Search code examples
sqlwindow-functionsprestoamazon-athena

Get running count and sums of value of all rows that are started but not yet finished for each second


I have some event data that looks like this:

| time                    | id | status   | value |
|-------------------------|----|----------|-------|
| 2020-08-26T21:29:01.000 | 2  | started  | 8     |
| 2020-08-26T21:29:01.000 | 3  | started  | 4     |
| 2020-08-26T21:29:02.000 | 2  | finished | 8     |
| 2020-08-26T21:29:03.000 | 4  | started  | 12    |
| 2020-08-26T21:29:04.000 | 5  | started  | 2     |
| 2020-08-26T21:29:05.000 | 6  | started  | 24    |
| 2020-08-26T21:29:06.000 | 4  | finished | 12    |
| 2020-08-26T21:29:06.000 | 3  | finished | 4     |
| 2020-08-26T21:29:07.000 | 1  | finished | 1     |
| 2020-08-26T21:29:10.000 | 7  | started  | 4     |

Note that the event data was started recording after things had started and there are events that haven't yet finished.

I'm trying to then get a running count of the rows and running sum of the values per second.

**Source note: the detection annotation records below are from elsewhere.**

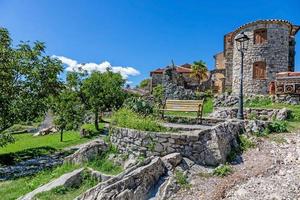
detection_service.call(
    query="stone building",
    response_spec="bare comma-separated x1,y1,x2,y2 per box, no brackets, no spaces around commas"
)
214,20,300,95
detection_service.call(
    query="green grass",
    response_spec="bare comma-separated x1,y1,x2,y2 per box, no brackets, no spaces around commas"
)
34,172,98,200
0,164,79,200
111,108,167,132
0,131,89,155
213,164,233,177
0,131,101,165
86,144,123,175
165,98,214,117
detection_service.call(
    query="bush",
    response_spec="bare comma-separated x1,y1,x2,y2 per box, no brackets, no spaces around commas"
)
111,108,167,132
81,124,100,137
268,121,288,133
124,97,153,115
238,135,255,152
213,164,232,177
175,170,190,188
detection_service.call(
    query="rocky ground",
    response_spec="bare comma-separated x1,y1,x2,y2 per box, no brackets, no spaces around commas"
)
172,131,300,200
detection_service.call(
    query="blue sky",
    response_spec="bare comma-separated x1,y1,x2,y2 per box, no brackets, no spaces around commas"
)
0,0,300,84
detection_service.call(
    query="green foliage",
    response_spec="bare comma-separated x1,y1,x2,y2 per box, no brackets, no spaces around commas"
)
213,164,233,177
34,171,98,200
0,28,63,146
0,133,15,147
111,108,167,132
238,134,255,152
152,85,165,107
123,97,153,116
81,70,125,130
0,131,95,155
139,79,150,88
53,89,85,141
245,96,272,107
191,60,208,90
175,170,190,189
268,121,288,133
86,144,123,175
81,124,104,137
0,164,79,199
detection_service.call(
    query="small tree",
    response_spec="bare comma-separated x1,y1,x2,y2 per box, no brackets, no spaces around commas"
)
152,85,165,108
191,60,208,91
53,89,84,142
139,79,150,88
82,70,125,131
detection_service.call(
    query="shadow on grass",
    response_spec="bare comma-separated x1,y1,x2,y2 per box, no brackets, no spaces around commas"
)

As soon as I think running count I think of window queries but I'm struggling to work out how I get from this data to the output I expect.

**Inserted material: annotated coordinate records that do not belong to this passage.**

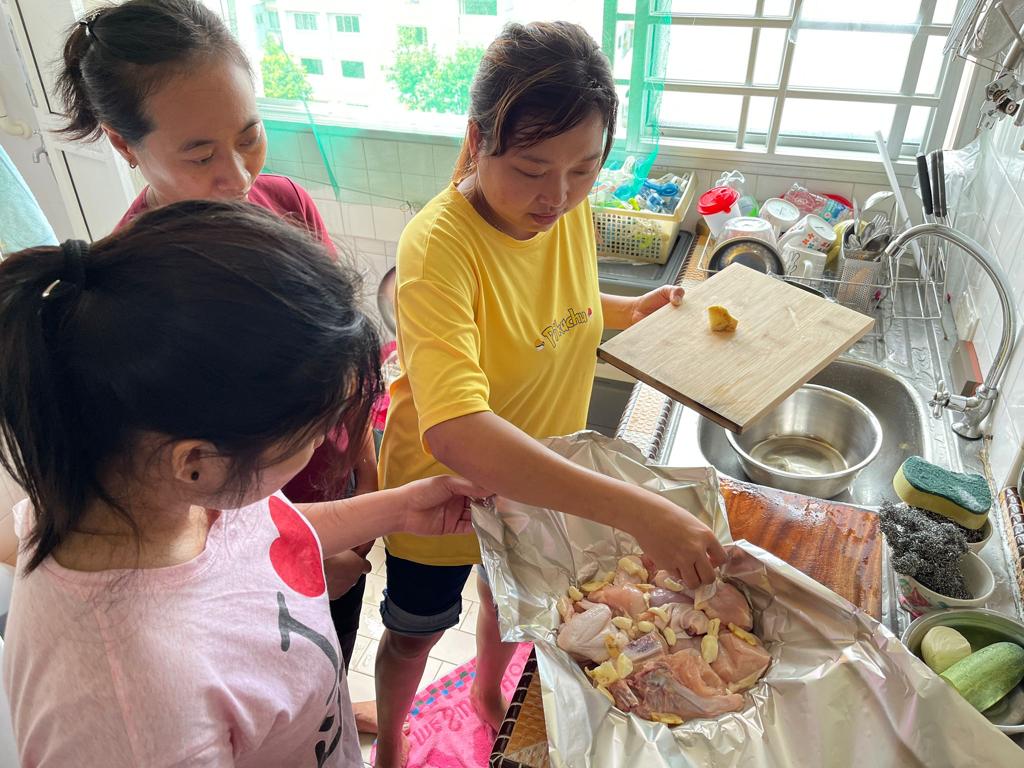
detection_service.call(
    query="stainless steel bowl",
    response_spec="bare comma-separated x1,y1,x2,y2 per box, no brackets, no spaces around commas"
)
900,608,1024,734
726,384,882,499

I'd ideally then expect to get the following results:

| time                    | count | sum_values |
|-------------------------|-------|------------|
| 2020-08-26T21:29:00.000 | 1     | 1          |
| 2020-08-26T21:29:01.000 | 3     | 13         |
| 2020-08-26T21:29:02.000 | 2     | 5          |
| 2020-08-26T21:29:03.000 | 3     | 17         |
| 2020-08-26T21:29:04.000 | 4     | 19         |
| 2020-08-26T21:29:05.000 | 5     | 43         |
| 2020-08-26T21:29:06.000 | 3     | 29         |
| 2020-08-26T21:29:07.000 | 2     | 28         |
| 2020-08-26T21:29:08.000 | 2     | 28         |
| 2020-08-26T21:29:09.000 | 2     | 28         |
| 2020-08-26T21:29:10.000 | 3     | 32         |
| 2020-08-26T21:29:11.000 | 3     | 32         |

I'd also be happy enough with an answer that didn't take into account the 1 id record that was running before events began recording which would then have the following results:

| time                    | count | sum_values |
|-------------------------|-------|------------|
| 2020-08-26T21:29:00.000 | 0     | 0          |
| 2020-08-26T21:29:01.000 | 2     | 12         |
| 2020-08-26T21:29:02.000 | 1     | 4          |
| 2020-08-26T21:29:03.000 | 2     | 16         |
| 2020-08-26T21:29:04.000 | 3     | 18         |
| 2020-08-26T21:29:05.000 | 4     | 42         |
| 2020-08-26T21:29:06.000 | 2     | 28         |
| 2020-08-26T21:29:07.000 | 2     | 28         |
| 2020-08-26T21:29:08.000 | 2     | 28         |
| 2020-08-26T21:29:09.000 | 2     | 28         |
| 2020-08-26T21:29:10.000 | 3     | 32         |
| 2020-08-26T21:29:11.000 | 3     | 32         |

As Athena/Presto doesn't support full joins I was able to get the start and stop times for each id with the following query (also on SQL Fiddle):

WITH started AS (
  SELECT *
  FROM foo
  WHERE status = 'started'
), finished AS (
  SELECT *
  FROM foo
  WHERE status = 'finished'
)
SELECT started.time AS started_time, finished.time AS finished_time, started.id, started.value
FROM started LEFT JOIN finished ON started.id = finished.id

Solution

  • I think you want a cumulative conditional sum:

    select time,
           sum(sum(case when status = 'started' then 1
                        when status = 'finished' then -1
                   end)
              ) over (order by time) as running_count,
           sum(sum(case when status = 'started' then value
                        when status = 'finished' then - value
                    end)
              ) over (order by time) as running_value
    from foo
    group by time
    

    The sum()s need to be nested because one is needed for the window function and the other is for the aggregation.